File Organization ~ Code Vidyalay

File Organization
It describes how records are stored within a file.A file is organised to ensure that records are available for processing. It should be designed with the activity and volatility information and the nature of storage media, Other consideration are cost of file media, enquiry, requirements of users and file’s privacy, integrity, security and confidentiality.

There are five file organization methods −

1. Sequential organisation
2. Indexed Sequential organisation
3. Inverted list organisation
4. Direct access organisation
5. Chaining

1. Sequential organization:
Sequential organization means storing and sorting in physical, contiguous blocks within files on tape or disk. Records are also in sequence within each block. To access a record previous records within the block are scanned. In a sequential organization, records can be added only at the end of the file. It is not possible to insert a record in the middle of the file without rewriting the file.

In a sequential file update, transaction records are in the same sequence as in the master file. Records from both the files are matched, one record at a time, resulting in an updated master file. In a personal computer with two disk drives, the master file is loaded on a diskette into drive A, while the transaction file is loaded on another diskette into drive B. Updating the master file transfers data from drive B to A controlled by the software in memory.

*Advantages:
i. Simple to design
ii. Easy to program
iii.Variable length and blocked records available
iv. Best use of storage space

*Disadvantages
i. Records cannot be added at the middle of the file.

2. Indexed sequential organization:
Like sequential organization, keyed sequential organization stores data in physicallycontiguous blocks. The difference is in the use of indexes to locate records. There are three areas in disk storage: prime area, overflow area and index area.

The prime area contains file records stored by key or id numbers. All records are initially stored in the prime area.

The overflow area contains records added to the file that cannot be placed in logical sequence in the prime area.

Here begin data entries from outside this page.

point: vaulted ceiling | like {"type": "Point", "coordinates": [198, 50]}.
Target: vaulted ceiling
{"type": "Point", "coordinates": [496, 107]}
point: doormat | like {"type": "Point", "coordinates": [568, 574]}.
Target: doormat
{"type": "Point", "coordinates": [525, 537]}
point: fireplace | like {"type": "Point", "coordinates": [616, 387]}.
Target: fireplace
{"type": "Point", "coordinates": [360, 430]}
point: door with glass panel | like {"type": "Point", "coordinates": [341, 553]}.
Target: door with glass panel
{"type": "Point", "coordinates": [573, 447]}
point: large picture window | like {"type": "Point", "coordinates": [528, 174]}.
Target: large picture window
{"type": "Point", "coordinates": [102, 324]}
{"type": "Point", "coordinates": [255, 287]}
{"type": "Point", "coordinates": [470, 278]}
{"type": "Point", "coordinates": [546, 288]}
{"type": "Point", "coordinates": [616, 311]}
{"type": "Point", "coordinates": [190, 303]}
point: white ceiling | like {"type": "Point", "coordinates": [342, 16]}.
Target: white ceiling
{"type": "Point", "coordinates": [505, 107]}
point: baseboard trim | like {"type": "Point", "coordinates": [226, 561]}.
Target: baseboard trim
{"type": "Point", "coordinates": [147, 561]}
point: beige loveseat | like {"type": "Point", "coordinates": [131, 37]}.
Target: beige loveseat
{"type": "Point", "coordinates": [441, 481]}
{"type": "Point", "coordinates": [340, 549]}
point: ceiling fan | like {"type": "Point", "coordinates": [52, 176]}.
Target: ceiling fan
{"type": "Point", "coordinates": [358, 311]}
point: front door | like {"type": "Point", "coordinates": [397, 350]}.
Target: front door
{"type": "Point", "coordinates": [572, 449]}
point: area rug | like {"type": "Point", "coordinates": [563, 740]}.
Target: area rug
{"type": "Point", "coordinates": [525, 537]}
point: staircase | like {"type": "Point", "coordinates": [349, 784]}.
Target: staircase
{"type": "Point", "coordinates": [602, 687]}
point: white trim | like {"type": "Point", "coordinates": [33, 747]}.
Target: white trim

The index area is more like a data dictionary. It contains keys of records and their locations on the disk. A pointer associated with each key is an address that tells the system where to find a record.

*Advantages:
i. Indexed sequential organization reduces the magnitude of the sequential search and provides quick access for sequential and direct processing.
ii. Records can be inserted in the middle of the file.

*Disadvantages:
i. It takes longer to search the index for data access or retrieval.
ii.Unique keys are required.
iii.Periodic reorganization is required.

3. Inverted list organization:
Like the indexed- sequential storage method the inverted list organization maintains an index. The two methods differ, however, in the index level and record storage. The indexed sequential method has a multiple index for a given key, where as the inverted list method has a single index for each key type. In an inverted list, records are not necessarily stored in a particular sequence. They are placed in the data storage area, but indexes are updated for the record key and location. The inverted keys are best for applications that request specific data on multiple keys. They are ideal for static files because additions and deletions cause expensive pointer updating.

*Advantages
i.Used in applications requesting specific data on multiple keys.

Example:
Data for the flight reservation system.

The flight number, description and the departure time are as given as keys. In the data location area, no particular sequence is followed. If a passenger needs information about the Houston flight, the agent requests the record with Houston flight. The DBMS carries a sequential search to find the required record. The output will then be That the flight number is 170 departing at 10.10 A.M and flight number 169 departing at 8.15 A.M.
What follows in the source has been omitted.